More re-Piets: exhibition says ZP has always changed, as row rumbles on

A new exhibition on Zwarte Piet in the media reveals that the figure has always changed and there is no ‘traditional’ norm, according to Het Parool.
The display opened at the Persmuseum in Amsterdam on Thursday, and curator Jop Euwijk told Het Parool: ‘The people who say now that they want to preserve the Zwarte Piet of the past, should perhaps realise that this Piet does not exist. At least not in a fixed way. There has always been change.’
Euwijk, who is attached to historical research body Het Citaat, was commissioned by the Persmuseum and The Netherlands Institute for Sound and Vision to look through this body’s archives for historical representations of Santa’s helper.

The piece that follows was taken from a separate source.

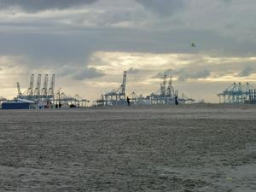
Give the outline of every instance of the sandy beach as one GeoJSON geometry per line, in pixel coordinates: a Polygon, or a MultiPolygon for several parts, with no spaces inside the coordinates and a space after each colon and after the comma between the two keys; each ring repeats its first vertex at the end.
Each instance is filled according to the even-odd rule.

The recent incarnation of Zwarte Piet, blacked up and with thick lips, has caused a storm of controversy in the Netherlands and abroad. The children’s ombudsman, Magrite Kalverboer, was the latest influential figure to criticise him last month as contributing to ‘bullying, exclusion or discrimination’ and contravening the UN rights of the child.
But Euwijk found that both Zwarte Piet and Sinterklaas have changed shape through time, with Santa veering to and from more Catholic representations and depictions of scary, servile Piet with a chain on his foot, but also as a wholly unblacked-up clown.
New questions
Meanwhile, the Telegraaf reports on Friday that a schoolteacher from a disadvantaged area in Utrecht, Pim Walenkamp, has asked for clarification about the children’s ombudsman’s research, claiming it stemmed from ‘a non-representative group’ of children and criticising her methods.
A spokesman for the children’s ombudsman responded: ‘We have already admitted that the children with whom we spoke are not a representative sample. The children’s ombudsman considers the conversations enough to be indicative.’
Earlier this month, a court ruled that a Zwarte Piet protestor Jerry Afrijie was arrested with excessive force during a protest in 2014, a ruling the public prosecutor is appealing.